Le marché reste la porte d’entrée la plus simple. À Aix-en-Provence, les étals de produits frais se tiennent chaque matin, et les villages qui ceinturent le massif — Trets, Peynier, Fuveau, Rousset, Puyloubier — ont chacun leur jour, généralement le matin et jusqu’en début d’après-midi.
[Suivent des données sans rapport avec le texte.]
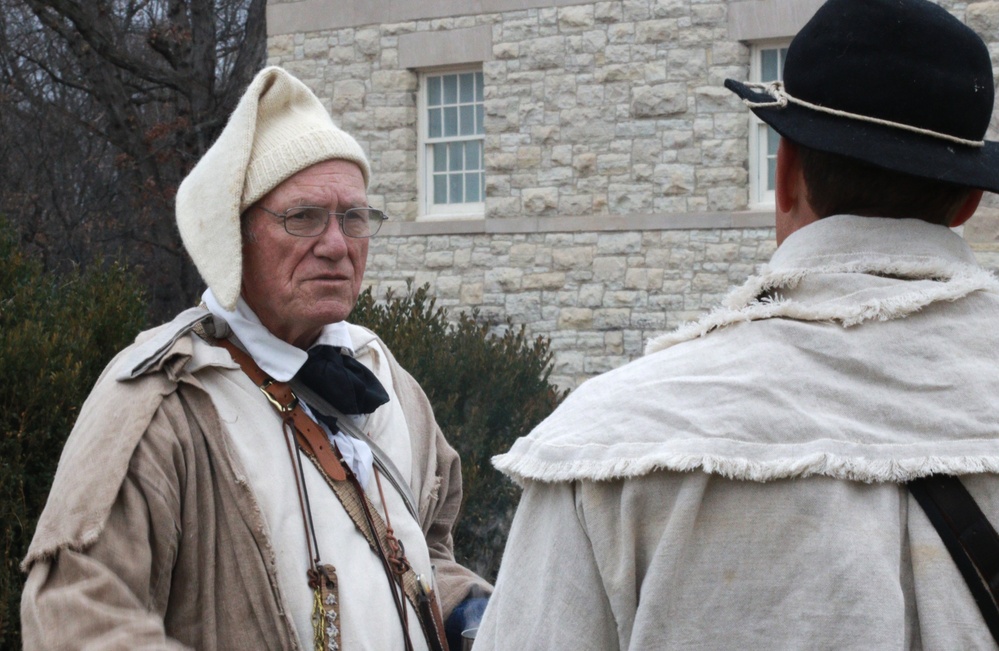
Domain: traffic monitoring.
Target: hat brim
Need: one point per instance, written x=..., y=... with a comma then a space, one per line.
x=879, y=145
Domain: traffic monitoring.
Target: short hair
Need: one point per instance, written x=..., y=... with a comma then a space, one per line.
x=838, y=185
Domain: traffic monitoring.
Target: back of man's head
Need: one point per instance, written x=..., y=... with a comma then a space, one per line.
x=888, y=102
x=838, y=185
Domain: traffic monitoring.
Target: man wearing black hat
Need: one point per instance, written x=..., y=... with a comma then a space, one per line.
x=756, y=480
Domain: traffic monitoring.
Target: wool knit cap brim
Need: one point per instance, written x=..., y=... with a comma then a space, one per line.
x=278, y=129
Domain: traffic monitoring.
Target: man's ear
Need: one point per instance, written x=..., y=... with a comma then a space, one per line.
x=967, y=209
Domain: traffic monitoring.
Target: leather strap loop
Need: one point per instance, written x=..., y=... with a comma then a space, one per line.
x=968, y=536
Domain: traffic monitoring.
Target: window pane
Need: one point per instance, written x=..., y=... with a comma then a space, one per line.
x=768, y=65
x=466, y=86
x=450, y=121
x=433, y=91
x=467, y=119
x=772, y=141
x=455, y=183
x=455, y=156
x=473, y=152
x=450, y=89
x=472, y=188
x=440, y=188
x=434, y=123
x=440, y=158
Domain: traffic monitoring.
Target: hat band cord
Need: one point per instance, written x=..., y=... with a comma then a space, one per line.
x=782, y=99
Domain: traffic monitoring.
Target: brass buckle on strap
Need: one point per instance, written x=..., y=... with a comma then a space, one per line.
x=283, y=409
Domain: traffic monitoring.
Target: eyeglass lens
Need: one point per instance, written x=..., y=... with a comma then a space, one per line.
x=309, y=221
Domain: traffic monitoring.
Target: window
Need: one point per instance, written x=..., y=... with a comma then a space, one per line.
x=767, y=65
x=451, y=148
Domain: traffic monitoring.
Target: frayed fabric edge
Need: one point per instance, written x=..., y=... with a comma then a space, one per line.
x=521, y=468
x=742, y=305
x=51, y=551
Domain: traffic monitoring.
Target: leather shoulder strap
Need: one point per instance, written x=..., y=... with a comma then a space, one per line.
x=969, y=537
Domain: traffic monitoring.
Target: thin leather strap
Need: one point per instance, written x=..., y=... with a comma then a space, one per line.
x=307, y=432
x=347, y=426
x=345, y=486
x=968, y=536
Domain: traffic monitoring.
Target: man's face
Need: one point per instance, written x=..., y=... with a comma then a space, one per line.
x=297, y=285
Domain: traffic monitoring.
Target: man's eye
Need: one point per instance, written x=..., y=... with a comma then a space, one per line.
x=304, y=215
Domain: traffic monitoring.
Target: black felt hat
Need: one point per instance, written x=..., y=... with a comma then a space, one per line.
x=899, y=84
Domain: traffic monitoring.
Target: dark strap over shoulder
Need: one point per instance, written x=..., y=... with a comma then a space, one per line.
x=968, y=536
La distinction utile s’y fait vite : un producteur ne propose qu’une poignée de produits, ceux de ses parcelles, avec des calibres irréguliers et des quantités qui s’épuisent ; un revendeur affiche quarante références disponibles toute l’année. Regardez aussi la manière dont l’étal est tenu — les fanes encore fraîches, la terre sur les racines, l’absence de cellophane — et n’hésitez pas à demander ce qui est bon aujourd’hui plutôt que ce que vous étiez venu chercher.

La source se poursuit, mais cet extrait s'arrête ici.